Every morning this week, I've showed up at the U of M's student organic farm. I stick around for a couple of hours, helping out with the tasks at hand: transplanting pansies, harvesting chives and cilantro, weighing the produce, thinning the turnips.
My mind often turns to images formed of farming in my childhood by the Little House on the Prairie books and even The Boxcar Children. Of course, we've got a Prius and more water sources than you can shake a stick at, but I hoof it an awful lot and watering, although it doesn't involve lugging water buckets, can still be tedious.
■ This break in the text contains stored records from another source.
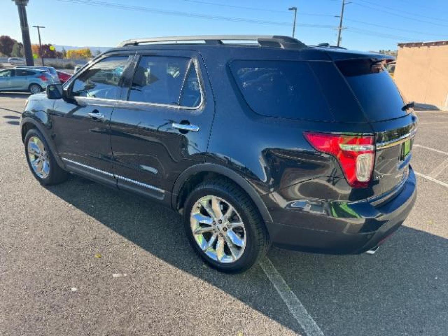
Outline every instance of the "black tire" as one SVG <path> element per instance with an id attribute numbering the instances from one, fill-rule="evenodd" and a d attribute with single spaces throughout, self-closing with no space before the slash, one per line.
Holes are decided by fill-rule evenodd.
<path id="1" fill-rule="evenodd" d="M 239 258 L 224 263 L 207 256 L 194 237 L 190 224 L 193 207 L 202 197 L 212 195 L 224 200 L 235 209 L 242 220 L 246 230 L 246 247 Z M 266 253 L 270 242 L 263 220 L 253 202 L 238 185 L 228 180 L 204 181 L 189 195 L 184 209 L 184 224 L 188 240 L 193 249 L 212 267 L 225 273 L 244 272 L 257 263 Z"/>
<path id="2" fill-rule="evenodd" d="M 33 87 L 36 88 L 36 91 L 34 92 L 33 92 Z M 39 84 L 33 83 L 33 84 L 30 84 L 30 86 L 28 86 L 28 91 L 31 92 L 31 94 L 39 93 L 42 92 L 42 87 L 39 85 Z"/>
<path id="3" fill-rule="evenodd" d="M 43 144 L 47 152 L 47 157 L 49 165 L 49 172 L 48 176 L 45 178 L 42 178 L 37 175 L 33 168 L 30 162 L 30 156 L 28 152 L 28 142 L 30 138 L 33 137 L 37 138 L 40 140 Z M 51 150 L 50 149 L 50 146 L 47 141 L 45 141 L 45 138 L 42 135 L 42 133 L 37 129 L 31 129 L 26 133 L 25 140 L 25 156 L 26 157 L 26 162 L 28 163 L 30 170 L 33 174 L 33 176 L 41 185 L 51 185 L 60 183 L 67 179 L 69 175 L 68 172 L 61 168 L 57 164 Z"/>

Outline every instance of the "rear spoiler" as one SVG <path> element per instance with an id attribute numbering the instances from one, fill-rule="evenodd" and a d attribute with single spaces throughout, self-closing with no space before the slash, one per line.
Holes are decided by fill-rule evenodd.
<path id="1" fill-rule="evenodd" d="M 325 52 L 333 61 L 369 58 L 374 63 L 383 62 L 385 63 L 388 63 L 395 60 L 395 57 L 393 56 L 377 52 L 356 52 L 336 49 L 326 49 Z"/>

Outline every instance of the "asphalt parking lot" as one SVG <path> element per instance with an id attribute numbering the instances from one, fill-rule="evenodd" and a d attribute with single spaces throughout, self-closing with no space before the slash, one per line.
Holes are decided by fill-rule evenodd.
<path id="1" fill-rule="evenodd" d="M 232 276 L 171 211 L 75 176 L 41 186 L 27 97 L 0 94 L 0 334 L 448 335 L 448 112 L 418 112 L 417 202 L 375 255 L 272 248 Z"/>

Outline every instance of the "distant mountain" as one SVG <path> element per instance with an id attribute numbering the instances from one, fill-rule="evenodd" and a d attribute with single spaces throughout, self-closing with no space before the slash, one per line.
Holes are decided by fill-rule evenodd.
<path id="1" fill-rule="evenodd" d="M 78 49 L 84 49 L 84 48 L 88 48 L 90 49 L 90 51 L 92 52 L 92 54 L 93 55 L 95 55 L 97 51 L 99 51 L 100 52 L 104 52 L 105 51 L 108 50 L 111 48 L 113 47 L 75 47 L 74 46 L 60 46 L 58 44 L 53 44 L 53 45 L 55 48 L 56 48 L 56 51 L 58 52 L 62 51 L 63 49 L 65 49 L 66 51 L 69 50 L 70 49 L 75 49 L 77 50 Z"/>

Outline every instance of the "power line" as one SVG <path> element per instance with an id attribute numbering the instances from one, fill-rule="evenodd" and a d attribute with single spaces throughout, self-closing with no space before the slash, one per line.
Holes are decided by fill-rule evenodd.
<path id="1" fill-rule="evenodd" d="M 442 25 L 442 24 L 441 24 L 440 23 L 435 23 L 434 22 L 430 22 L 429 21 L 425 21 L 425 20 L 420 20 L 419 19 L 416 19 L 416 18 L 415 18 L 414 17 L 410 17 L 406 16 L 405 15 L 401 15 L 398 14 L 396 14 L 395 13 L 391 13 L 391 12 L 389 12 L 389 11 L 385 10 L 384 9 L 380 9 L 379 8 L 375 8 L 375 7 L 371 7 L 370 6 L 368 6 L 366 4 L 359 4 L 358 2 L 353 2 L 353 4 L 355 4 L 355 5 L 357 5 L 358 6 L 361 6 L 363 7 L 365 7 L 366 8 L 368 8 L 368 9 L 373 9 L 374 10 L 376 10 L 376 11 L 377 11 L 378 12 L 381 12 L 383 13 L 386 13 L 387 14 L 388 14 L 391 15 L 393 15 L 394 16 L 399 17 L 404 17 L 404 18 L 406 18 L 406 19 L 409 19 L 409 20 L 413 20 L 414 21 L 417 21 L 417 22 L 423 22 L 424 23 L 427 23 L 428 24 L 433 25 L 434 26 L 439 26 L 448 27 L 448 25 Z"/>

And then there's thinning plants. You may recall that in the first Boxcar Children novel, back when they were actually living in a boxcar, the Alden children do yard work for Mr. Henry. One task was to thin the carrots. I really had no idea what this meant: I imagined Jessie pulling out a carrot, running it between her fingers to "thin" it, and putting it back in the ground. Why would anyone pull out perfectly good carrots? When Jessie asks to take home the pile of thinned carrots (apparently they didn't all make it back into the ground), I always imagined a heap of pale, pinched roots, ready to wilt at a second glance.
The reality is less laborious. Thinning involves only the removal of the smaller plants, no size-reduction at all. We ended up with a healthy pile of turnip greens that destined for the Campus Club. No humble junkyard stew pot for these organic roots.